11. The composition of claim 10, wherein the composition has an osmolality of 285-320 mOsmol/L as determined by point depression according to USP 788.
12. The composition of claim 10, wherein the composition is a solution.
13. The composition of claim 10, wherein the composition has a storage stability of at least 6 months as measured at 40° C. and 75% Relative Humidity.
14. The composition of claim 5, wherein the composition consists of:
a) 50 μg/mL dofetilide;
b) 6.5 mg/mL sodium chloride;
c) 0.31 mg/mL acetic acid;
d) 3.7 mg/mL sodium acetate; and,
e) water;
wherein:
less than 1.00% w/w dofetilide related compound A (USP) is present;
the pH of the composition is from 5.4-5.6 and is optionally obtained by the addition of NaOH or HCl; and,
the composition is suitable for intravenous administration.
15. The composition of claim 14, wherein the composition has an osmolality of 285-320 mOsmol/L as determined by point depression according to USP 788.
16. The composition of claim 14, wherein the composition is a solution.
17. The composition of claim 14, wherein the composition has a storage stability of at least 6 months as measured at 40° C. and 75% Relative Humidity.
18. A method of manufacturing a composition of claim 1, comprising the steps of providing dofetilide with a particle size D(90) less than 10 microns.
19. A container comprising a composition of claim 1, wherein the container is amber colored glass.
20. A method of treatment of a patient in need of dofetilide therapy, comprising the step of:
a) diluting a composition of claim 1 in normal saline 0.09% or dextrose 5%; and,
b) intravenous administering the diluted composition to the patient.

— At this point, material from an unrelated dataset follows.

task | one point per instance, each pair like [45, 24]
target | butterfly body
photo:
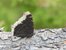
[24, 28]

21. The composition of claim 1, wherein the composition, consists essentially of:
a) 40-60 μg/mL dofetilide;
b) 6.3-6.7 mg/mL sodium chloride;
c) 0.3-0.35 mg/mL acetic acid;
d) 3.5-4 mg/mL sodium acetate; and
e) water;
wherein:
the pH of the composition is from 5.4-5.6; and,
the composition is suitable for intravenous administration.
22. The composition of claim 1, wherein the composition, consists of:
a) 40-60 μg/mL dofetilide;
b) 6.3-6.7 mg/mL sodium chloride;
c) 0.3-0.35 mg/mL acetic acid;
d) 3.5-4 mg/mL sodium acetate; and
e) water;
wherein:
the pH of the composition is from 5.4-5.6; and,
the composition is suitable for intravenous administration.